The defendant school board’s plan having been carefully examined in the light of these factors and the decisions of the Supreme Court and Fifth Circuit Court of Appeals, it is this court’s considered judgment that:
—the defendant School Board’s plan if implemented for the 1980-81 school year, will result in no elementary or junior high school’s student body deviating by more than 25% from the 50%-50% white-black student ratio that now exists throughout this school system.
—the defendant Dougherty County Board of Education is acting in good faith.
—the defendant Board’s plan has real prospects for dismantling the remnants of this formerly dual school system.
—the plans of the black and white plaintiffs achieve the same result but in a manner that requires substantially greater transportation of students.
—the defendant School Board plan compared to the plans of the black and white plaintiffs, keeps abrasions and dislocations to a minimum.

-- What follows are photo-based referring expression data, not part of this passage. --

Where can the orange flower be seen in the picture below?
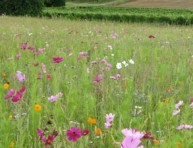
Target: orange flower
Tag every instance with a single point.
(91, 120)
(98, 131)
(37, 107)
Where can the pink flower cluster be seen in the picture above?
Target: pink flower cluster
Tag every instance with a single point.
(109, 120)
(97, 79)
(184, 126)
(20, 76)
(55, 98)
(47, 141)
(15, 95)
(132, 138)
(115, 77)
(74, 133)
(177, 106)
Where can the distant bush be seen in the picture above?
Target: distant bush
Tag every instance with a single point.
(21, 7)
(54, 3)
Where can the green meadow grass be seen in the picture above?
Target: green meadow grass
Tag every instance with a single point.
(162, 70)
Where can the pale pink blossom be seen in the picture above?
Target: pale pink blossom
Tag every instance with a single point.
(184, 126)
(179, 104)
(20, 76)
(175, 112)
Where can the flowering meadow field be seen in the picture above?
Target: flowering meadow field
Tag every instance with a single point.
(81, 84)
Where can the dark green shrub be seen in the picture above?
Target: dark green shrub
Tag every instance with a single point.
(54, 3)
(21, 7)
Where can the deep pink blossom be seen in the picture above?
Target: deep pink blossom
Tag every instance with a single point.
(180, 103)
(57, 59)
(10, 94)
(97, 79)
(20, 76)
(184, 126)
(132, 138)
(85, 132)
(43, 67)
(55, 98)
(17, 97)
(151, 36)
(74, 134)
(23, 46)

—the defendant School Board’s plan satisfies constitutional requirements and is to be preferred over the plans of the black and white plaintiffs.
Accordingly, the defendant Dougherty County Board of Education is ORDERED to implement its plan for assigning students to the elementary and junior high schools of Dougherty County as of the beginning of the 1980-81 school year.
The parties are directed within thirty (30) days to submit a proposed form of final decree incorporating therein this order, the previous order assigning students to the defendant’s high schools and suggested dispositions of all remaining issues including but not limited to future reporting require
Every parent and child continues to have an interest in these schools and should therefore be able to read this order in its entirety. To enable them to do so the Clerk shall cause a copy of this order to be published in the Albany Herald and the expenses thereof to be billed as costs to the defendant Board of Education.
. United States v. Jefferson County Board of Education, 372 F.2d 836 (5th Cir. 1966).
. Swann v. Charlotte-Mecklenburg Bd. of Ed., 402 U.S. 1 at 22-23, 91 S.Ct. 1267 at 1279, 28 L.Ed.2d 554 (1971) (emphasis added).
. Lemon v. Bossier Parish School Bd., 566 F.2d 985, 989 (5th Cir. 1978).
. Green v. School Board of New Kent County, 391 U.S. 430 at 439, 88 S.Ct. 1689 at 1695, 20 L.Ed.2d 716 (1968).